3. Als dan het Woord van Christus, de woorden van het nieuwe verbond, rijkelijk in de gelovigen woont dan kan elke gelovige in alles wat hij of zij doet, in woord en in werk, doen op basis van dit geopenbaarde Woord, het Woord van Christus.

Met andere woorden, als alle woorden van Christus, van het nieuwe verbond, rijkelijk in de gelovige woont, dan kan de gelovige precies handelen naar deze woorden, in woord en in werk.

Dan handelt de gelovige naar deze geopenbaarde woorden alleen, door er niets aan toe te voegen of er iets van af te halen. Dan leeft het Woord rijkelijk in de gelovige!

En dit alles vanuit liefde voor onze Schepper en Heer.

Een woord uit Timoteus.

2 Tim. 3:
16 Elk van God ingegeven schriftwoord is ook nuttig om te onderrichten, te weerleggen, te verbeteren en op te voeden in de gerechtigheid,
17 opdat de mens Gods volkomen zij, tot alle goed werk volkomen toegerust.

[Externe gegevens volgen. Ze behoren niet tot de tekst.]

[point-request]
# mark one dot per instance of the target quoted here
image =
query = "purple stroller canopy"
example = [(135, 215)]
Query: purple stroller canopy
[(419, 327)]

In dit vers lezen we niet zozeer over toevoegen of afhalen, maar wat dit schriftwoord wel stelt is dat “Elk van God ingegeven schriftwoord” nuttig is om te onderrichten, te weerleggen, te verbeteren en op te voeden in de gerechtigheid. En dit “opdat de mens Gods volkomen zij”, tot alle goed werk “volkomen” toegerust.

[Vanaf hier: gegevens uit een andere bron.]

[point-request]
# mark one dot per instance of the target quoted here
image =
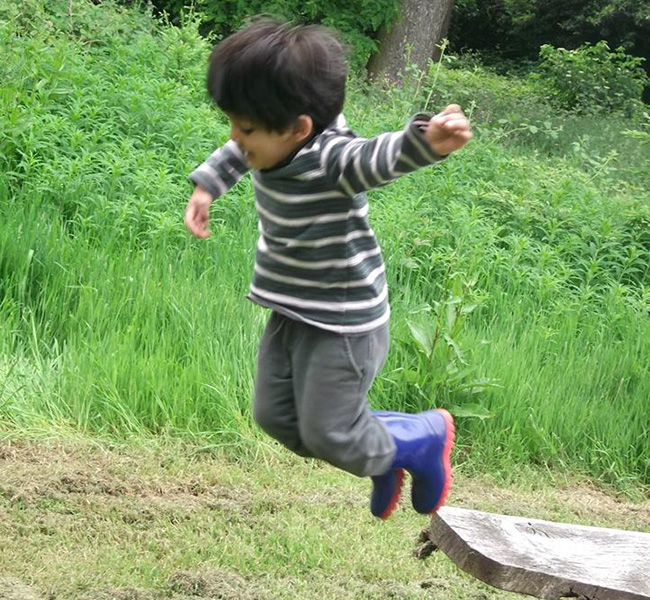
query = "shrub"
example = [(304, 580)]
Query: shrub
[(592, 78), (357, 22)]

Zo zien we een direct verband tussen 1) Het van God ingegeven Schriftwoord, 2) het nut van onderricht, weerlegging, verbetering en opvoeding, 3) gerechtigheid, en 4) volkomendheid tot elk goed werk toegerust.

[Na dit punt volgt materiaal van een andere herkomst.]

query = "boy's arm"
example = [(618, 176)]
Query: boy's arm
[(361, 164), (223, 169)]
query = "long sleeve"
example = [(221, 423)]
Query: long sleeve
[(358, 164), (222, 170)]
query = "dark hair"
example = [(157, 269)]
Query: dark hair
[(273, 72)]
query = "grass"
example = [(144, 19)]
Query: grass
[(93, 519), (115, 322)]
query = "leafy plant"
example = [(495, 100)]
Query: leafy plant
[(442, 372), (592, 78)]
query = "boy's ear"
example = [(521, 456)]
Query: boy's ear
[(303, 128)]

Gods geopenbaarde woorden hebben deze volmaaktheid, om de mens Gods volkomen toe te rusten. Geen toevoegingen nodig en geen afhaal van dit woord nodig.

Een woord uit Openbaring.

Openbaring 22:
18 Ik betuig aan een ieder, die de woorden der profetie van dit boek hoort: Indien iemand hieraan toevoegt, God zal hem toevoegen de plagen, die in dit boek beschreven zijn;
19 en indien iemand afneemt van de woorden van het boek dezer profetie, God zal zijn deel afnemen van het geboomte des levens en van de heilige stad, welke in dit boek beschreven zijn.

Als we goed naar deze woorden kijken, “indien iemand hieraan toevoegt, God zal hem toevoegen de plagen, die in dit boek beschreven zijn; en indien iemand afneemt van de woorden van het boek dezer profetie, God zal zijn deel afnemen van het geboomte des levens en van de heilige stad” dan zien we dat dit specifiek gaat over “de woorden der profetie van dit boek” en “van het boek dezer profetie” en “welke in dit boek beschreven zijn”, voor zover wij dat begrijpen gaat het hier specifiek over het boek van Openbaring.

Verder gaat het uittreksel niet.